The question of the self is at this point very obvious and in the form of self-reflection as an interpretation of meaning in a sense already pre-formulated: Why am I here?
In order to answer the question why I am there, you first have to be clear about who you are. Which settings do I have? What skills do I have? Am I more extroverted or introverted? There are many more questions. In sum-mary, the question arises about one's own personality traits.
This is followed by questions about the conditions of development of these properties. How did I achieve these qualities? Are they offered or learned? What factors in my development have made me who I am today?
What does my current behavior look like? What internal processes are going on in me that cause me to do this? What do I perceive and what thought processes and emotions are triggered by it? Which motivations and thought processes control my behavior? What role do situation factors and possibly existing interpersonal relationships play? These are all questions about your own self. It is the questions of experience and behavior.
But as the interpersonal references suggest, we are not alone in this world. There are billions of other people besides us. What are these people for? Who are these people and how do they fit into my world? Can general patterns of behavior and thinking be identified that I can use to orient myself? If there are general patterns of behavior and thought, are they then reserved for humans only or do we find them again in the animal and plant world? What insights can we draw from this? What insights can I draw from this for myself?
So, after psychology and ethology we also go into the field of philosophy. With the help of logic, ethics and metaphysics, we can now also try to explore and interpret the world and the existence of man.
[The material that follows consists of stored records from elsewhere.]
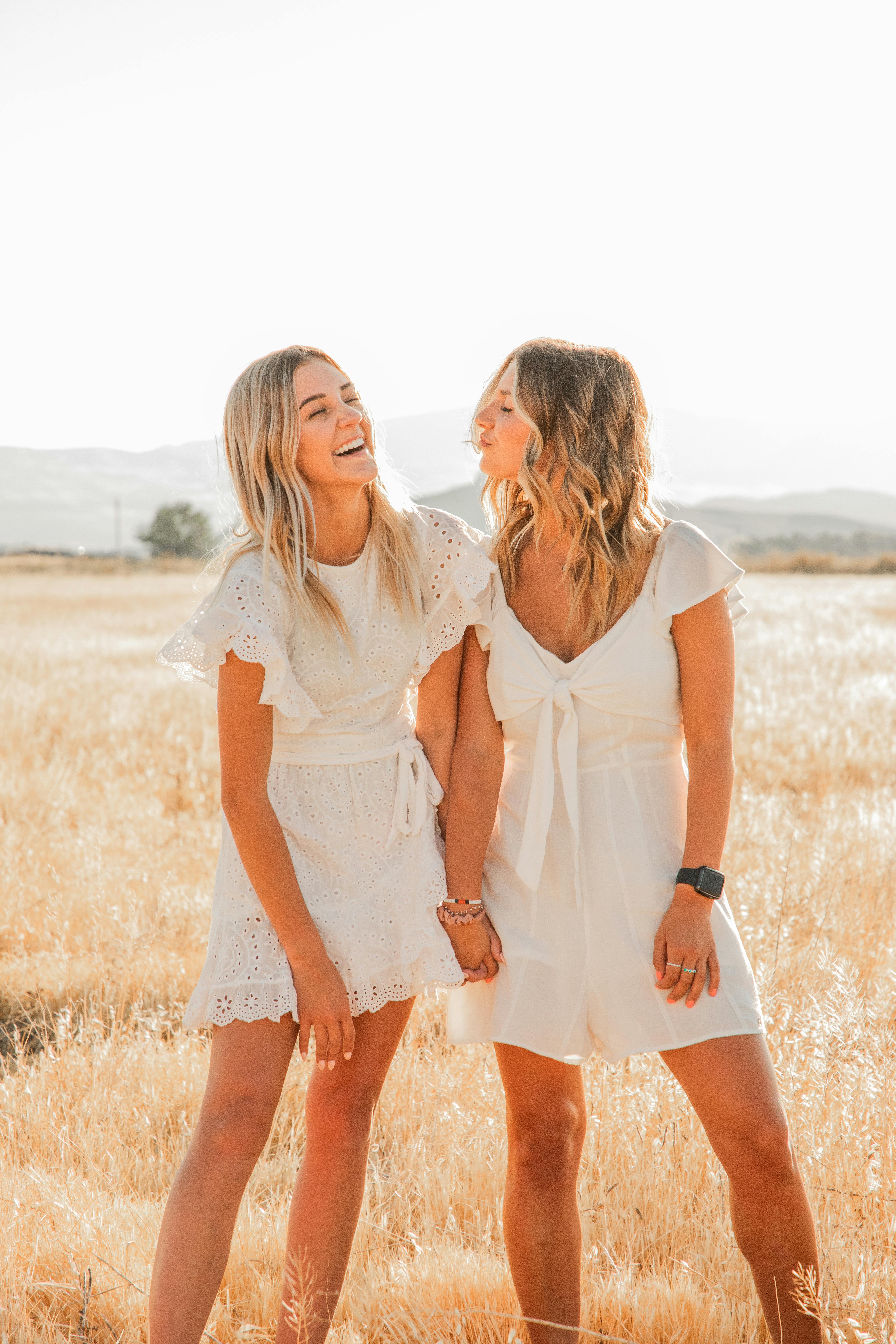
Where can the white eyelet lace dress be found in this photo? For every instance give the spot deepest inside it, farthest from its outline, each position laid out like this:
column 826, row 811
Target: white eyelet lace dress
column 348, row 780
column 590, row 831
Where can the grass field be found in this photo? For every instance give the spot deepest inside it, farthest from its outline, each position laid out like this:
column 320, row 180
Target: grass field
column 108, row 849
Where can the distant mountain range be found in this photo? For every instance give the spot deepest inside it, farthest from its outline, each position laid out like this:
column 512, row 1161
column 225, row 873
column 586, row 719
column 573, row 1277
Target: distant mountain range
column 100, row 498
column 846, row 522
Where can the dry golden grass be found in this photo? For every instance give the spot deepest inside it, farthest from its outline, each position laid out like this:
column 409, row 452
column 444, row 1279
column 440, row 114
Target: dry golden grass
column 108, row 850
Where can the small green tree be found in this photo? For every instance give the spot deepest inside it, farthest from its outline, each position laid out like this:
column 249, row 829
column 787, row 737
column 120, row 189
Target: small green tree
column 178, row 530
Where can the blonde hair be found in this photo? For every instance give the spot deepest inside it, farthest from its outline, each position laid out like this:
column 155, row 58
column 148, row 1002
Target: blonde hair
column 592, row 440
column 263, row 429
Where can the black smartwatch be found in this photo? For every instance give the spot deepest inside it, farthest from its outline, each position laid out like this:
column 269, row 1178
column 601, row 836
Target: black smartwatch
column 709, row 882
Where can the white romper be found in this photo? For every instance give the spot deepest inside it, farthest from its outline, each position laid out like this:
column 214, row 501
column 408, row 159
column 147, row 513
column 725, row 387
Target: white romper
column 590, row 831
column 348, row 780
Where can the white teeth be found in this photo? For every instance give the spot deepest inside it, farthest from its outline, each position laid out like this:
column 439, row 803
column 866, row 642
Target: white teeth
column 346, row 448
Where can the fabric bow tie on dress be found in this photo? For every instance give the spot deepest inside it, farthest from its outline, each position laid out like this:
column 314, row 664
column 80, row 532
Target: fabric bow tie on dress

So, if a visual artist defines his work as an interpretation of meaning of the world as well as in the form of self-reflection as an interpretation of meaning of his self and puts the people and his environment at the center of his work, he gives art a meaning. The art becomes meaningful. Psychology, ethology and philosophy serve the artist in his work as cornerstones.
Clarification of how
A photograph captures a certain part of the present moment. For example, by alienating or abstracting the section of the captured exterior, and there-by making it into a photograph, it is possible to show the timeless underlying the section of the captured moment. Due to alienation or abstraction, the photo is no longer bound to the actual reality of the image. A new meaning is added to the photo. By freeing oneself from the corset of existing reality, it can, for example, additionally move to a meta-level, thus giving the viewer an overall view of the abolished reality. The captured moment can thus be made accessible on different levels to the viewer.
It is also possible through the alienation or abstraction of photographs, such as collages, through the existing reality to create a new reality. At the same time, however, it is also possible to show the timelessness that underlies the alienated or abstracted excerpts, since the starting point of such a photograph is still the reality that was captured in the photos at the time of the illumination.
Photography thus always allows a section of reality to be accessed and made accessible to the viewer. This accessibility can be extended by alienation or abstraction. However, a photograph is always based on an actual eye-view, even if it has been artificially created. As a result, photography distinguishes itself from painting, sculpture and other techniques of the visual arts, as their image never really needed to exist in reality.
If an artist uses photography and pursues the interpretation of meaning of the world or self-reflection of his own, he always uses the existing reality to ask his questions, to give opinions and to put them up for discussion. So, he tries to interpret meaning by means of excerpts of existing reality.